Que conheço, é o único animal que, sem mencionar os outros mil e uns mil milhões de pantins de que padece o ser bípede, destrói seu ninho; que exageradamente usa sua inteligência para o mal; que tem amizades por interesse; que aprecia furar filas; que beber água com gás e gosta; que acha bacana ser "bacana"; que busca a felicidade jogando na Mega-Sena; que cria sem ser criação; que é intruso e mal-humorado; que diz "Eu te amo" sem amar; que escreve aos sábados; que ouve e não escuta; que joga na Bolsa de Valores; que estraga a vista vendo as mil milhas de Indianápolis.
De todos os animais que conheço, é o homem o mais estranho; estranho e feio. Apesar da relatividade do conceito de beleza, fica-me a impressão de que o homem, comparado a outras espécies de animais, perde longamente em termo de harmomia corporal. Quem já viu baleias, araras, pavão e outros representantes da classe, há de concordar que são espécimes mais airosas e esbeltas que o bicho homem, animal de peso e dimensões muitas vezes desproporcionais, cujo principal predicado é destruir o que se põe em seu caminho.
Mas nem tudo é descrédito em relação a essa espécie de demolidores de mundos. Em princípio, nem todos são assim tão ameaçadores, vaidosos, pretensiosos, frívolos, ocos como se percebe na maturidade. Vejamos o caso do Homem-Criança. É esta uma classe muito distinta de homens estranhos, porque veem com clareza a escuridão do mundo; não precisam de motivos para rirem, pois trazem consigo o elixir do riso; dispensam elogios em público, que não necessitam se sentirem bacana para serem bacana; vivem uma vida muito próxima de si e de outros animais rastejantes.

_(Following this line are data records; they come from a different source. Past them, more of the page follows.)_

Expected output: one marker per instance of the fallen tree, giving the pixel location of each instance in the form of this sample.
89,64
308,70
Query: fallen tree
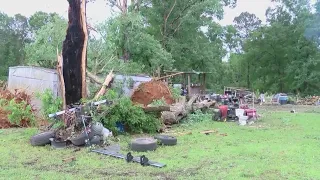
74,54
180,110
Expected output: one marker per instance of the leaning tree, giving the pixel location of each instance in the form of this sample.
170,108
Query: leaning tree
73,60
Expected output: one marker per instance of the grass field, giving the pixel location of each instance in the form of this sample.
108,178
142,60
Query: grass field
281,145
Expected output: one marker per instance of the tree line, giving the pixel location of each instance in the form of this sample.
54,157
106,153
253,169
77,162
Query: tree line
281,55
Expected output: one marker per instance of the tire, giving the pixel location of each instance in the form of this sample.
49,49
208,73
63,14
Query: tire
96,140
166,140
80,139
97,128
143,144
42,139
58,145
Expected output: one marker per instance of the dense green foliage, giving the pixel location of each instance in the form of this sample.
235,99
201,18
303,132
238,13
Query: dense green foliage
150,35
20,112
123,111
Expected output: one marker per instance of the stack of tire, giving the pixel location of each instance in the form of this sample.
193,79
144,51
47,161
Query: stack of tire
95,136
151,144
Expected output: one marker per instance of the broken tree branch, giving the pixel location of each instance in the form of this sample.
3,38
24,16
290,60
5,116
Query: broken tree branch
94,78
60,74
163,77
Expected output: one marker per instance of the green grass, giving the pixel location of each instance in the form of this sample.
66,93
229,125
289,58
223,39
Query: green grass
280,146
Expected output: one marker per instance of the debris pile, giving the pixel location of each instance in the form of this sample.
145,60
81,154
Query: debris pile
309,100
18,96
147,92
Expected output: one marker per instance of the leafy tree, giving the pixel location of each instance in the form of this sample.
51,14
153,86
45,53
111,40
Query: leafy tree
49,38
40,19
14,36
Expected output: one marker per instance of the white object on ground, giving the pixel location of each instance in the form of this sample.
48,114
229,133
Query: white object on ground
106,133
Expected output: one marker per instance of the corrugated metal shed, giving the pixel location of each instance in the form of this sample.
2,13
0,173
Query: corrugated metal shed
33,79
37,79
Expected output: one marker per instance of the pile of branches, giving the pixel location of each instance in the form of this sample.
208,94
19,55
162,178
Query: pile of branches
313,100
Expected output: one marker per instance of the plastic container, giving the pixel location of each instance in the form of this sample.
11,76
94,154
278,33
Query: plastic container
251,112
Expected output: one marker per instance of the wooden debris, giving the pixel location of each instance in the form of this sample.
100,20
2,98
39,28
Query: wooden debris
106,83
208,131
308,100
156,108
60,74
94,78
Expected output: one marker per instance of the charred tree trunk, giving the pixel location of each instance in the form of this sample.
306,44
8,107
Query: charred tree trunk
74,53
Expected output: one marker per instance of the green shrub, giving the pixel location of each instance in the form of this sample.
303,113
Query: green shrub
198,116
176,93
133,117
49,103
18,111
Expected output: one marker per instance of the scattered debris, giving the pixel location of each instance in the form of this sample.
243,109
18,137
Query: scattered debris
313,100
147,92
209,132
166,140
143,160
68,160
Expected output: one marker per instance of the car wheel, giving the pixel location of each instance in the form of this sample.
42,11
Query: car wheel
143,144
42,139
166,140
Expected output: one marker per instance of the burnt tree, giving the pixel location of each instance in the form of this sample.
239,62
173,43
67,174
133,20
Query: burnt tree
74,53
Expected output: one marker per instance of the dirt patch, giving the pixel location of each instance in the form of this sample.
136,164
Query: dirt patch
149,91
18,96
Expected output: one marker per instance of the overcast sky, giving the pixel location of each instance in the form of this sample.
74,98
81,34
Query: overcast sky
99,11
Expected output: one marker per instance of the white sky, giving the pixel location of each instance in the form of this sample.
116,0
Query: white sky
99,11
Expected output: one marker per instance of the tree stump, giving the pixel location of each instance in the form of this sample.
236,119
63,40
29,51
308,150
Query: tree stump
74,53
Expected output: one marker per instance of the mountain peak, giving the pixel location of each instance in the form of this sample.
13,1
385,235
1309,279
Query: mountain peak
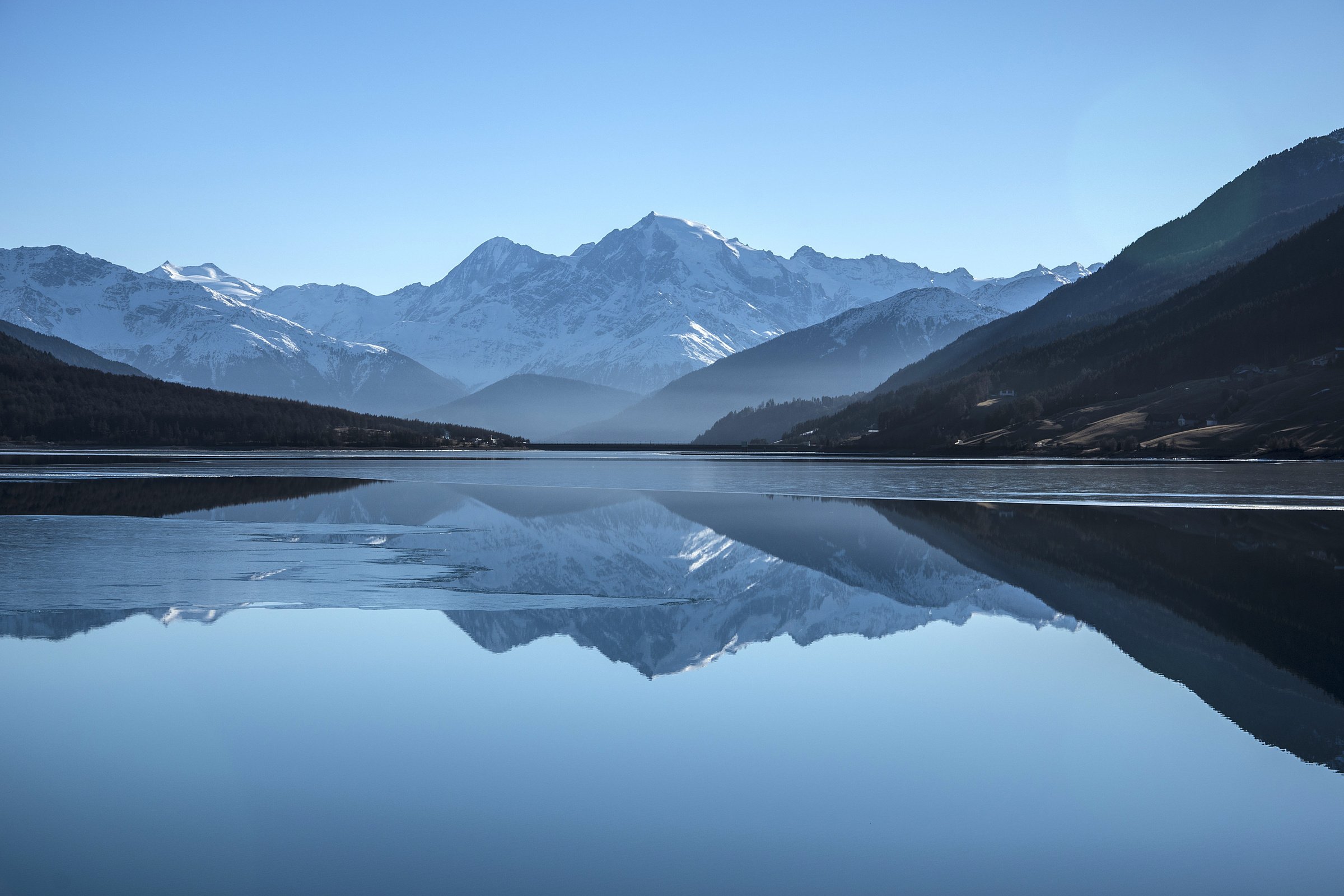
212,277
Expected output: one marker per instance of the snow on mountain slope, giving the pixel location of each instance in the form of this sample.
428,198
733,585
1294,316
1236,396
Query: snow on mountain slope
212,277
174,328
1015,293
850,352
635,311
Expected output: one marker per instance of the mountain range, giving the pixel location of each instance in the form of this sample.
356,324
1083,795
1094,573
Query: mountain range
850,352
699,324
182,331
633,311
1242,221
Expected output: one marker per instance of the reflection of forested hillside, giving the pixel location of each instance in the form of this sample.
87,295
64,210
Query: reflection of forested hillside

Julgo, se felicidade existisse, detentores desse sonho dos mortais, pois o Homem-Criança é um animal carismático, sensível às cores e sons do mundo e, comumente, exímio apreciador das belezas que os animais estranhos insistem em exterminar. Um exemplo disso é meu sobrinho, um exemplar de Homem-Criança, que, embora carioca, crescido no asfalto e sob os aeroplanos, tem-me dado mostra de não ter sido contaminado por interesses dos homens estranhos e se conservado exemplar representante da categoria dos Homens-Criança.
Lembro-me de uma cena que, vivamente, ilustra o que acabei de dizer. Estávamos de bobeira, ele e eu, sobre uma calçada recém-inaugurada, quando uma lagartixa apareceu entre as rachaduras de um muro em construção, e ele me disse, falando seu carioquês fluente: "Oia, tchio, a iguana!". Até aquele momento não havia visto a tal "iguana", que, aliás, para mim sempre a tive como lagartixa. Mas meu sobrinho carioca, representante da classe dos Homens-Criança e, como tal, detentor em grande medida das sutilezas do mundo de barro, me alertou para meu desconhecimento acerca das iguanas. E, ao fazê-lo, me deixou menos estranho e mais consciente das estranhas características dos bípedes, vulgo animais estranhos.